Pensions in the Budget 2013

David Farmer, Pensions Partner, Olswang

Have pensions savers been hit hard again?

Pensions tax relief has been the target of attack in previous budgets – the annual allowance (the amount you can save into a pension annually without paying tax) has been dramatically cut back form £255,000 to £40,000 in the past couple of years.  Also the lifetime pension allowance was cut in last year’s Autumn Statement from £1.5 million to £1.25 million.

But this year there will be no further erosion of the tax relief available for pensions savers.  In fact the Government will offer an individual protection regime, in addition to the fixed protection regime, for individuals affected by the reducing lifetime allowance. The Government will consult on the detail of this new protection in Spring 2013. 

The new state pension and contracting out – higher NICs?

Also with the advent of the new flat-rate state pension (which will now come in a year early in 2016) the facility for occupational pension schemes to contract out of the state pension system will stop.  It had been expected that employees would simply have pick up the consequential increase in NI contributions with no additional pension benefits.  However, the chancellor announced in the Budget that the additional NI contributions will now secure extra state pension.

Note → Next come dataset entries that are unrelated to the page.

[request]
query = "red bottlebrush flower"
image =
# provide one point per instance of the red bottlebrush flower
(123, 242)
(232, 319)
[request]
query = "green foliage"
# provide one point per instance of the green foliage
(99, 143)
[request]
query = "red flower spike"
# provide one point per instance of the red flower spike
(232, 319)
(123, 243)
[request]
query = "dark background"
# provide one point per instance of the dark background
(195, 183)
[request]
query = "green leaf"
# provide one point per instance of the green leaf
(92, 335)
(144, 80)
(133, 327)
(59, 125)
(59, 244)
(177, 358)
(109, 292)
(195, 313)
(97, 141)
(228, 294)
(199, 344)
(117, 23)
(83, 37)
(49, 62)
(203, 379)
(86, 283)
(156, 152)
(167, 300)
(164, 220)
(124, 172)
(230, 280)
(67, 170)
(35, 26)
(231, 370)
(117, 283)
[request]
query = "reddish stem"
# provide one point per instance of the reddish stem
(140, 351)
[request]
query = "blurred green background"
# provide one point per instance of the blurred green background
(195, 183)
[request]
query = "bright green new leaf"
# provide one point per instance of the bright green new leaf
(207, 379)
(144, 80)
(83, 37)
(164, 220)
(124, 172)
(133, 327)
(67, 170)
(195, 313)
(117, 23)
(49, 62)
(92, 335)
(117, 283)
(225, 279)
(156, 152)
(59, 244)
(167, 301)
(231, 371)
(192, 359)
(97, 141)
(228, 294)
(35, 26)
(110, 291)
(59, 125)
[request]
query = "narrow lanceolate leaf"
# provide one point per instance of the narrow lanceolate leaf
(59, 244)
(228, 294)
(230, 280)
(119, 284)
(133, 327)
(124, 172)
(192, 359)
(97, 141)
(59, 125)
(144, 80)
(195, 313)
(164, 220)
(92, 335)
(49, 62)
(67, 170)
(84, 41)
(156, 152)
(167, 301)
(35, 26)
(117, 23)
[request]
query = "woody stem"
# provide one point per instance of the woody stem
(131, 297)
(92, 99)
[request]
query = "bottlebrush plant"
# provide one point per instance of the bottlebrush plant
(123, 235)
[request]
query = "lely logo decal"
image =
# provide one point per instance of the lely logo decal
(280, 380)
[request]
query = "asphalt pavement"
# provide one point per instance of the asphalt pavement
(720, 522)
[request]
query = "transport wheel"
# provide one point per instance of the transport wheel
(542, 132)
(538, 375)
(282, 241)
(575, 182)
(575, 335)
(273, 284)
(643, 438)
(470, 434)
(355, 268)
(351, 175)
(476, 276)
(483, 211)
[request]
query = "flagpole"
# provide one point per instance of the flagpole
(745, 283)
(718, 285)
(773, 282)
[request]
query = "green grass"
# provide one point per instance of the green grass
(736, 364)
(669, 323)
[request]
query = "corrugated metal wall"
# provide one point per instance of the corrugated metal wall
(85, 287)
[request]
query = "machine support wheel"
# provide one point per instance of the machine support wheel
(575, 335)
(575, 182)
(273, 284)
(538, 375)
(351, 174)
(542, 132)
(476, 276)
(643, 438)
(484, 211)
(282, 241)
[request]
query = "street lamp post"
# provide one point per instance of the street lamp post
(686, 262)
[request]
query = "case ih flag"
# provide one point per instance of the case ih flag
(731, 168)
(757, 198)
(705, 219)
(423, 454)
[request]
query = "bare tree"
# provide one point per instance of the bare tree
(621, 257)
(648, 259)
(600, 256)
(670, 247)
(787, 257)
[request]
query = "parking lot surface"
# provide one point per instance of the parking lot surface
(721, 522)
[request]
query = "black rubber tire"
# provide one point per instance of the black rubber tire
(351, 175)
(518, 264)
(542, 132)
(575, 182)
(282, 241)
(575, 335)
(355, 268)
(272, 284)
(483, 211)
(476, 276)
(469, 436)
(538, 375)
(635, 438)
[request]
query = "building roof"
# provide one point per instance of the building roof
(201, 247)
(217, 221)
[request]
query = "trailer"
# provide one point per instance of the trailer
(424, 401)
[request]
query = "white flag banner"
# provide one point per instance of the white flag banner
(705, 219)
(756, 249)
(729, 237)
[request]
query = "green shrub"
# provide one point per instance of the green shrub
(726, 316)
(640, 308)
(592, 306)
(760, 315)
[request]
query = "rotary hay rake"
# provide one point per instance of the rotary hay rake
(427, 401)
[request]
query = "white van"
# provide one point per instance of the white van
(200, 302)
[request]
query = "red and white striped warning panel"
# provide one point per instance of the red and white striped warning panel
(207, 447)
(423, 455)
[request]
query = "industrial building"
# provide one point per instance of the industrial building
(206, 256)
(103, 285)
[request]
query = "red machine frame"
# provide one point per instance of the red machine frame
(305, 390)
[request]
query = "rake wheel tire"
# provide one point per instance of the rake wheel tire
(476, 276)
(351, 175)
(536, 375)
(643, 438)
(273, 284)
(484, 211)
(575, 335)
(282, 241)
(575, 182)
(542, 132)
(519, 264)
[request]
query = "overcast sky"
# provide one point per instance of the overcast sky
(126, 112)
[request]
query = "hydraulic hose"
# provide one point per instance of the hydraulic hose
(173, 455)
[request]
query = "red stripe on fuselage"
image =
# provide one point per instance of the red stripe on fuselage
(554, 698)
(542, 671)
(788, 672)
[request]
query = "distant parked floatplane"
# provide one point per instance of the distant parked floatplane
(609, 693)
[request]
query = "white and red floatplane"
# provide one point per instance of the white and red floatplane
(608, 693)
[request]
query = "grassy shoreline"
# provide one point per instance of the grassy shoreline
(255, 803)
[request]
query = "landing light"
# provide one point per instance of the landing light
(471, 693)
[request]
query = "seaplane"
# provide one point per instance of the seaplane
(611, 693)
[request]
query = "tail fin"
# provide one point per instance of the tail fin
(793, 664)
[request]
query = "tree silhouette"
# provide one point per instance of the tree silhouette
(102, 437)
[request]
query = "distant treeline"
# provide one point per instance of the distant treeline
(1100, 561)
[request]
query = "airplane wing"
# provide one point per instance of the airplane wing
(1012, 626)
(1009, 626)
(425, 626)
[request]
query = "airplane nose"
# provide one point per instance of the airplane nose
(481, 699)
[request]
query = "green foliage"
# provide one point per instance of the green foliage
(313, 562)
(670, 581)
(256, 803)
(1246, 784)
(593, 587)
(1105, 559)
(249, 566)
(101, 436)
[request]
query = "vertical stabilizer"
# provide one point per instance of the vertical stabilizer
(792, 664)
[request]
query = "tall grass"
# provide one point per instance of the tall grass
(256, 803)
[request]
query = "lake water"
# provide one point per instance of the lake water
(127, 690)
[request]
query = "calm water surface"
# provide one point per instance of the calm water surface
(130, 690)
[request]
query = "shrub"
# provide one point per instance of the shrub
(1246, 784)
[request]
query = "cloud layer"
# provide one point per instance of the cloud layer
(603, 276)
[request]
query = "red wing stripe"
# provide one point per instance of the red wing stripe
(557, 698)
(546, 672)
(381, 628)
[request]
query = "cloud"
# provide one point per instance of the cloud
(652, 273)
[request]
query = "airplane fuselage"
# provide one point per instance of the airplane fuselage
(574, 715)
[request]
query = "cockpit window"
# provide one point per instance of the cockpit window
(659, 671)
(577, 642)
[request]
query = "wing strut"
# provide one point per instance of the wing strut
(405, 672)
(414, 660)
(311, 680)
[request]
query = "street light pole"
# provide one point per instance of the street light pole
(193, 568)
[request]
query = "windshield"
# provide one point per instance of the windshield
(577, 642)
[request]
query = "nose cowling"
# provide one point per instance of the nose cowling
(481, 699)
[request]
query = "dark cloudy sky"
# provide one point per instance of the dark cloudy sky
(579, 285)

Help for companies struggling with pension scheme deficits?

Currently many organisations are struggling with ballooning pension deficits and the regulatory regime which governs how these are paid for by companies.  In response, the Government will provide the Pensions Regulator with a new objective to support scheme funding arrangements that are compatible with “sustainable growth” for the sponsoring companies.  Essentially the Regulator will have to take into account the “growth prospects” of employers when considering pension scheme.  However details on this new objective will not be published until Spring 2013 and it remains to be seen if this will provide a meaningful addition to the current funding regime which already addresses reasonable affordability for companies. 

SIPPS may be able to participate in more property investments

Current legislation heavily regulates the types of property investment that self invested personal pensions can invest in.  In particular, there can be particularly severe tax consequences for investment in residential property.  However, in this Budget the Chancellor announced that the Government will explore whether the conversion of unused space in commercial properties could be an allowable investment. 

More Equitable Life customers to get compensation

The Chancellor announced in the Budget that Equitable Life compensation scheme will now be extended to cover customers who held with-profits policies before 1992.  These policy holders will now be awarded £5,000 each and there will be extra £5,000 for pensioners claiming pension credit.